Are the 2012 St. Louis Cardinals better than the 2011 team? Well, the 2011 Cardinals won the World Series and it's difficult to finish the season with a better result than that.
In 2012, the Cards also finished with a lesser record (88-74) than the 2011 club (90-72). But last year, St. Louis had to go 18-8 in September while the Atlanta Braves collapsed with a 9-18 record to win the NL Wild Card.
This season, the Cardinals didn't need a late-season surge to qualify for the postseason but were the beneficiary of the NL's extra wild-card spot. Yet St. Louis also had to win the one-game Wild Card playoff on the road against a Braves team with a better record to advance to the NLDS versus the Washington Nationals.
The 2012 edition of the Cardinals is also missing Albert Pujols, one of MLB's best hitters, from the lineup, along with one of the best managers in baseball history in Tony La Russa. Yet this team did make the playoffs and could return to the World Series in an NL playoff field in which no clear favorite has emerged. (The Cincinnati Reds might disagree with that.)
Though it remains to be seen whether or not the 2012 Cardinals can match the accomplishments of the 2011 team and win a second consecutive World Series championship, it could be argued that this year's squad features a more complete roster of pitchers and position players.
The Lineup is Deeper
While the lineup did lose Pujols, the Cardinals arguably replaced him with several players this year.
Lance Berkman took over for Pujols at first base, coming off a resurgent season in which he hit 31 home runs with 94 RBI and a .959 OPS. Assorted injuries kept Berkman from making much of a contribution this season, but his move to first base created an opening in right field, allowing the Cardinals to sign Carlos Beltran.
Did Beltran replace Pujols' production in the lineup? He finished with a lower batting average and OPS, but with 32 home runs and 97 RBI, Beltran came close to matching Pujols' run production.
Berkman's injury also provided Allen Craig with more playing time. Craig posted strong numbers as a reserve in the regular season and postseason last year, batting .315 with 11 homers and 40 RBI.
But with twice the number of plate appearances this season due to becoming the starting first baseman, Craig contributed a .307 batting average, .876 OPS, 22 home runs and 92 RBI.
Elsewhere in the lineup, Jon Jay provided more production at the plate than Colby Rasmus did before he was traded last season. Jay batted .305 with a .773 OPS in 502 plate appearances this season, giving the Cards an everyday player in center field that they didn't have last year.
Others Stepped it Up
Perhaps the other hitters in the Cardinals' lineup knew they would have to increase their production with Pujols gone. But maybe those players also made natural improvements and benefited, as Craig did, from increased playing time.

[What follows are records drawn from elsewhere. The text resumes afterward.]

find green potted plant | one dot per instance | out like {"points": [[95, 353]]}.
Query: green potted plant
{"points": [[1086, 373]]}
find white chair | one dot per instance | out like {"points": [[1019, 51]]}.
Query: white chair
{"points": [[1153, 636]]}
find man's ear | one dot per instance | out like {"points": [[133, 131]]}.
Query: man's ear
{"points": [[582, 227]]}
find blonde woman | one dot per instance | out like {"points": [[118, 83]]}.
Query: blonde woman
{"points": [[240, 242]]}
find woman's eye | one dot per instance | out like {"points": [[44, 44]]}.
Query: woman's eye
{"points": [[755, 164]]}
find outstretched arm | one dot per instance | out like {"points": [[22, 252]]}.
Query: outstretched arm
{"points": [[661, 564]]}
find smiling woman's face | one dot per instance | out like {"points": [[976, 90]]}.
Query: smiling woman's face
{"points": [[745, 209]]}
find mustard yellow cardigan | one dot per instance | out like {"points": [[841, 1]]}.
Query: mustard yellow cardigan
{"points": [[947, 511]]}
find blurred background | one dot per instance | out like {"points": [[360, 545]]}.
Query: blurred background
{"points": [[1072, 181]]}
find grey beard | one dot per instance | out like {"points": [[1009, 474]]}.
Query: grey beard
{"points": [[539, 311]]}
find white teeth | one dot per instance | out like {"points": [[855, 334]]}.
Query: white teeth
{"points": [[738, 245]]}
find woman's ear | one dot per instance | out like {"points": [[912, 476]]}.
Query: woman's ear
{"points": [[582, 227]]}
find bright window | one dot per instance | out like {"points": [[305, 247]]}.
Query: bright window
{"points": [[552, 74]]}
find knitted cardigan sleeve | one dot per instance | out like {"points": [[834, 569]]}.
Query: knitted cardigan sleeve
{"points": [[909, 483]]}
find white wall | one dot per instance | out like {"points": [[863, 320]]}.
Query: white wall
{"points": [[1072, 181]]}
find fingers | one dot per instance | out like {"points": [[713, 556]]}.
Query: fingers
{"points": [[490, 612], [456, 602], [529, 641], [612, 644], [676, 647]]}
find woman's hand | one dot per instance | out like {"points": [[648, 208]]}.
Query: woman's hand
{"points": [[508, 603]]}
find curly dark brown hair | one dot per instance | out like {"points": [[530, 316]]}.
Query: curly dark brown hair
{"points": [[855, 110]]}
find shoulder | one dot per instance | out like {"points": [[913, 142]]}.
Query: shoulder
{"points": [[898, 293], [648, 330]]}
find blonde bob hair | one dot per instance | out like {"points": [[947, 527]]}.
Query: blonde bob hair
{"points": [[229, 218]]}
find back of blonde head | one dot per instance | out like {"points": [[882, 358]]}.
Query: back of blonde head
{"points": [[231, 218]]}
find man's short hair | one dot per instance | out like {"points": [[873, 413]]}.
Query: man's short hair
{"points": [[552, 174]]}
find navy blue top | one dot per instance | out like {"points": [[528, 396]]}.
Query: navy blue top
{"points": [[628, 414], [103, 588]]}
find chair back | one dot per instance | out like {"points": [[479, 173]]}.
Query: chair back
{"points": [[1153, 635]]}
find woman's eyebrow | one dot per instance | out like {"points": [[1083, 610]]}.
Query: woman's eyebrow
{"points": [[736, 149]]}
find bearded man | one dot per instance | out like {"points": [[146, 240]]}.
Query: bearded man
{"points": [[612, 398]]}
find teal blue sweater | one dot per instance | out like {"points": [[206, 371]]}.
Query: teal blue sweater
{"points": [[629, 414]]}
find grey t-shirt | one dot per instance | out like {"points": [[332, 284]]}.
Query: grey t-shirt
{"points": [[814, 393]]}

Yadier Molina was already one of the best catchers in MLB and had a fine 2011 season, batting .305/.349/.465 with 32 doubles, 14 homers and 65 RBI. But Molina became an MVP candidate this year, compiling a .315/.373/.501 triple-slash average with 28 doubles, 22 home runs, 76 RBI and 12 stolen bases.

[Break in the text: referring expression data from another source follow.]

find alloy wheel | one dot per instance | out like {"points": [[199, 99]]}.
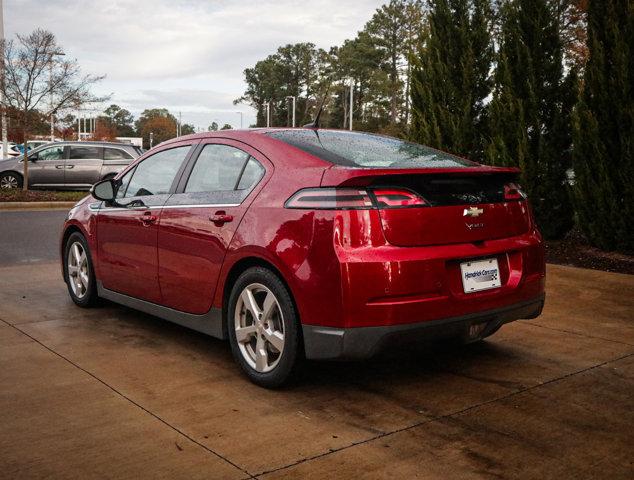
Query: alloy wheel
{"points": [[259, 327], [9, 181], [77, 265]]}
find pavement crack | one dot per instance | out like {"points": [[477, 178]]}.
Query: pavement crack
{"points": [[130, 400], [445, 416]]}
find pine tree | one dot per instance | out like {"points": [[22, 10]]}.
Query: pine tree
{"points": [[604, 128], [530, 113], [450, 78]]}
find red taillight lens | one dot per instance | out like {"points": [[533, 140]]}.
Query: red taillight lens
{"points": [[512, 191], [397, 198], [330, 199]]}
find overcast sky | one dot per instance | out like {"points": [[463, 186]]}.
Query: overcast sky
{"points": [[185, 55]]}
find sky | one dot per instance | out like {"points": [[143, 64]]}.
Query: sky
{"points": [[185, 55]]}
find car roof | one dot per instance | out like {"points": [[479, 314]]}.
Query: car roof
{"points": [[286, 154], [88, 143]]}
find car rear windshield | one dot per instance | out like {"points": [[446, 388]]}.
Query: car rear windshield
{"points": [[353, 149]]}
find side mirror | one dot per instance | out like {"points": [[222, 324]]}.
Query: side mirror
{"points": [[104, 190]]}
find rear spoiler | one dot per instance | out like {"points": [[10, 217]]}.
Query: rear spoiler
{"points": [[359, 177]]}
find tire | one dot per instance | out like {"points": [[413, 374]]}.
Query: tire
{"points": [[269, 349], [10, 180], [79, 273]]}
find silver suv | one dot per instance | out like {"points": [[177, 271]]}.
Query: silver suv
{"points": [[68, 165]]}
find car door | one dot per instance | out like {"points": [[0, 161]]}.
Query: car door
{"points": [[127, 228], [83, 166], [46, 167], [199, 221]]}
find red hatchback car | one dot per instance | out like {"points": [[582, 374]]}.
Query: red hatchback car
{"points": [[318, 243]]}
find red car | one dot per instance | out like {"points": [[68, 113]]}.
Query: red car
{"points": [[312, 243]]}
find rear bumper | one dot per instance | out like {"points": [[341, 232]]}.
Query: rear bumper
{"points": [[328, 343]]}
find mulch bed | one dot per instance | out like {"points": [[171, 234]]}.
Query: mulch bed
{"points": [[575, 251], [18, 195]]}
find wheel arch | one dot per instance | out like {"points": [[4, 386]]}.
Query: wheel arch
{"points": [[15, 172], [236, 270], [68, 231]]}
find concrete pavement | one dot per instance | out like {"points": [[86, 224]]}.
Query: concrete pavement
{"points": [[110, 392], [30, 236]]}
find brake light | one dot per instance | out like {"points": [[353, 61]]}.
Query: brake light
{"points": [[330, 199], [397, 198], [512, 191]]}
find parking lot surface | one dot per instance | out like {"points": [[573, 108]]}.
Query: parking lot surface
{"points": [[111, 392]]}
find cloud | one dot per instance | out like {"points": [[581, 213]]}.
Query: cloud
{"points": [[183, 54]]}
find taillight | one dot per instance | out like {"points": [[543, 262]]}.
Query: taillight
{"points": [[330, 199], [512, 191], [397, 198], [354, 199]]}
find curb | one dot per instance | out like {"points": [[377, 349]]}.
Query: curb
{"points": [[36, 205]]}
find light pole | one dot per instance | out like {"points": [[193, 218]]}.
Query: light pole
{"points": [[5, 143], [294, 99], [241, 115], [268, 114], [50, 86], [351, 104]]}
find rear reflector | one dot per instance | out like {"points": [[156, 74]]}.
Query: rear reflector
{"points": [[512, 191], [330, 199], [397, 198]]}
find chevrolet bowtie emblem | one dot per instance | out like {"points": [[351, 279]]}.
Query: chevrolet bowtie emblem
{"points": [[472, 212]]}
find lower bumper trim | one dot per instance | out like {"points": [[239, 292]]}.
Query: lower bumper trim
{"points": [[329, 343]]}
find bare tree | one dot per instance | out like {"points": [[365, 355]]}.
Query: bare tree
{"points": [[36, 81]]}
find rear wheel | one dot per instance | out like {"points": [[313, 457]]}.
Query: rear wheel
{"points": [[78, 271], [263, 328], [10, 180]]}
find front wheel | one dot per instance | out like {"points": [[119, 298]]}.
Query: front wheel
{"points": [[10, 180], [78, 271], [263, 328]]}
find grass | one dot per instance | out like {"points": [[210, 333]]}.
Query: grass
{"points": [[18, 195]]}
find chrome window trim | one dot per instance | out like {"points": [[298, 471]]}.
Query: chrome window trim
{"points": [[157, 207]]}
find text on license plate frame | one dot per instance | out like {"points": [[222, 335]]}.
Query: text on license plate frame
{"points": [[479, 275]]}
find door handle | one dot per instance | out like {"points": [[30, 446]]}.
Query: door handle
{"points": [[147, 219], [220, 218]]}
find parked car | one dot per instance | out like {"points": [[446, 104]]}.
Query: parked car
{"points": [[31, 145], [304, 242], [12, 150], [68, 165]]}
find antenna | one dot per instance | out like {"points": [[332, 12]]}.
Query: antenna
{"points": [[315, 123]]}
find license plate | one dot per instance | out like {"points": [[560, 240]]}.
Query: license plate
{"points": [[480, 275]]}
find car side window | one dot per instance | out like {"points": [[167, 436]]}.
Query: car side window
{"points": [[84, 153], [115, 154], [218, 168], [52, 153], [155, 174], [251, 175]]}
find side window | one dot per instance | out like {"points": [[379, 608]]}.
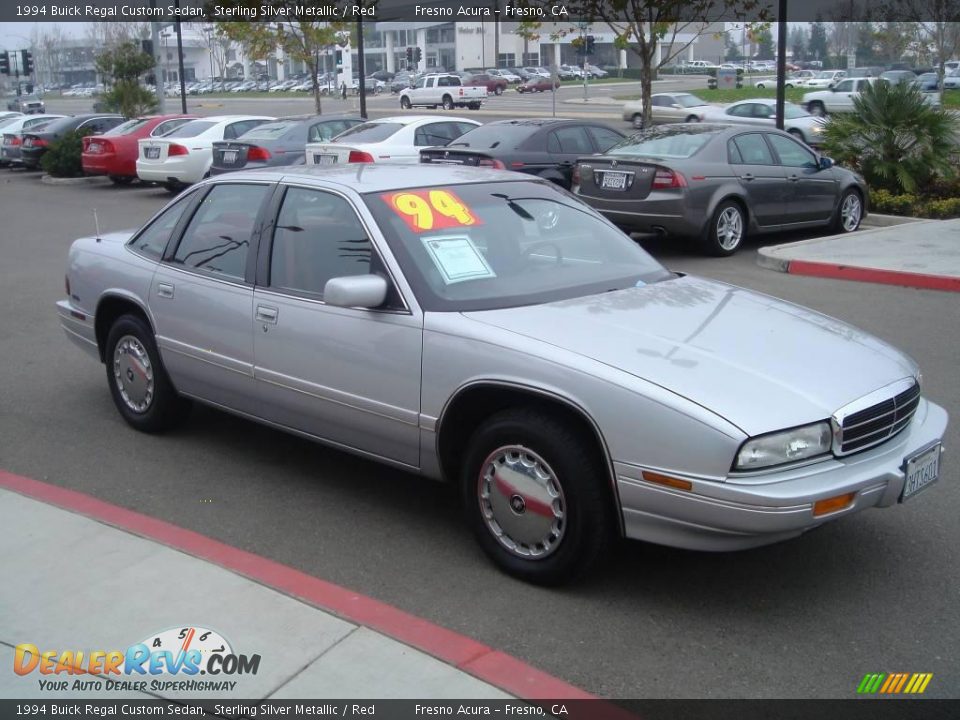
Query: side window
{"points": [[753, 149], [218, 236], [792, 153], [318, 237], [152, 241], [573, 140]]}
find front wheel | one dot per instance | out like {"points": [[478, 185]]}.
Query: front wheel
{"points": [[536, 497], [849, 212], [141, 389], [726, 230]]}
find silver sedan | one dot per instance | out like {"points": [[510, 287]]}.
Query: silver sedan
{"points": [[488, 329]]}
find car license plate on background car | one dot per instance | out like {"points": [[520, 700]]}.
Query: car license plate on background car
{"points": [[614, 181], [921, 470]]}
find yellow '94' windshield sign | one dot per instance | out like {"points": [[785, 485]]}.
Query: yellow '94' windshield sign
{"points": [[425, 210]]}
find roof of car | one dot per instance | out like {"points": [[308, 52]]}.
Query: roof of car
{"points": [[378, 177]]}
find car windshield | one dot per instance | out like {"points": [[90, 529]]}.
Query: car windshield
{"points": [[664, 142], [495, 245], [191, 129], [369, 132]]}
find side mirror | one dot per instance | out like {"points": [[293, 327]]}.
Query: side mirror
{"points": [[362, 291]]}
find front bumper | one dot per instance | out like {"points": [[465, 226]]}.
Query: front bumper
{"points": [[750, 511]]}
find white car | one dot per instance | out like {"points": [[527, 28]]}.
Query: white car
{"points": [[389, 140], [763, 111], [185, 155]]}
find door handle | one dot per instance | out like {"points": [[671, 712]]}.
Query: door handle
{"points": [[267, 314]]}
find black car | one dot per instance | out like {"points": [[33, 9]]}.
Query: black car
{"points": [[548, 147], [280, 142], [36, 143]]}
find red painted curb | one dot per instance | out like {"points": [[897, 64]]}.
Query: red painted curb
{"points": [[884, 277], [492, 666]]}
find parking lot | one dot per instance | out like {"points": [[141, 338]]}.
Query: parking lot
{"points": [[805, 619]]}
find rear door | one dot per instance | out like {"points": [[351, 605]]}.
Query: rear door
{"points": [[762, 179]]}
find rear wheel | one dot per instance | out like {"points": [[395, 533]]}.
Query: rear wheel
{"points": [[535, 497], [726, 230]]}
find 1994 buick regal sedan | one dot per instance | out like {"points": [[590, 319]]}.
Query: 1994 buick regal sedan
{"points": [[486, 328]]}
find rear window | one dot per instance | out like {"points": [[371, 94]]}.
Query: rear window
{"points": [[495, 135], [191, 129], [369, 132], [269, 131], [675, 143]]}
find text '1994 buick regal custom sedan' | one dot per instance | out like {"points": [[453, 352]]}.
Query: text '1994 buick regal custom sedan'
{"points": [[486, 328]]}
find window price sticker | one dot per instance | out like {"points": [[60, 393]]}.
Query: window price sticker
{"points": [[426, 210]]}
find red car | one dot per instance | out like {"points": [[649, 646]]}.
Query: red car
{"points": [[114, 153]]}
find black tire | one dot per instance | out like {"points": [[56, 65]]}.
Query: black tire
{"points": [[585, 529], [850, 223], [713, 243], [132, 352]]}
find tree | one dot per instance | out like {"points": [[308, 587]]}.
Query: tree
{"points": [[817, 46], [124, 64], [650, 30]]}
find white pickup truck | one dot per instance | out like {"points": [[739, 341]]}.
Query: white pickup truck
{"points": [[442, 90]]}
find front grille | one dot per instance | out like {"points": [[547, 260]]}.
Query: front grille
{"points": [[879, 421]]}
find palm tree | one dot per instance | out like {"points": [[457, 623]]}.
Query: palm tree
{"points": [[894, 137]]}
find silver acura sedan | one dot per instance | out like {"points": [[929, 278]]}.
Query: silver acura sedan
{"points": [[486, 328]]}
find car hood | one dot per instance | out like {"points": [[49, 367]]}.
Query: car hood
{"points": [[761, 363]]}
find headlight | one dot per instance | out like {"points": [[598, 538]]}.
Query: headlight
{"points": [[784, 447]]}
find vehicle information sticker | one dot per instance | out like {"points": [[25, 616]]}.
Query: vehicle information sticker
{"points": [[435, 209], [457, 258]]}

David Freese hadn't been able to make it through a full season without getting hurt. But the World Series MVP played in 144 games in 2012. By staying healthy, he was able to hit .293/.372/.467 with 20 home runs and 79 RBI.
Cardinals pitchers elevated their level of play as well.
When Chris Carpenter was sidelined during spring training after developing a nerve problem in his right shoulder, Lance Lynn was brought out of the bullpen in what may have been seen as a placeholder move until St. Louis could acquire or develop an adequate replacement for the starting rotation.
But Lynn developed into one of the team's best starters, putting together an 18-7 record and 3.78 ERA. He was also the Cards' best strikeout starting pitcher, racking up 180 K's in 176 innings.
Kyle Lohse had a fine 2011 season with a 14-8 record and 3.39 ERA. But this year, he became one of the elite pitchers in the NL, compiling a 16-3 record and 2.86 ERA. Lohse pitched well in the NL Wild Card Game as well, allowing two runs and six hits over 5.2 innings.
In the bullpen, La Russa went through several different closers during the 2011 season before settling on Jason Motte as the ninth-inning stopper. Following up on Motte's postseason performance, current Cards manager Mike Matheny kept Motte as the closer all season long while also establishing regular roles for each reliever.
Motte responded with 40 saves, nearly as many as the 47 saves the St. Louis bullpen earned collectively last season. Mitchell Boggs developed into an excellent setup man, while Fernando Salas provided a middle-inning strikeout threat.
It's yet to be determined if this year's Cardinals team is better than the team that won the World Series last year.
Is it possible that the 2012 club could actually have more talent and a deeper roster yet not finish with championship results? Sure, but it would be hard to make that argument—especially when St. Louis still might not advance past the NLDS.
If the Cardinals get into the NLCS and World Series, however, the moves and decisions that general manager John Mozeliak made before and during the 2012 season should definitely be celebrated.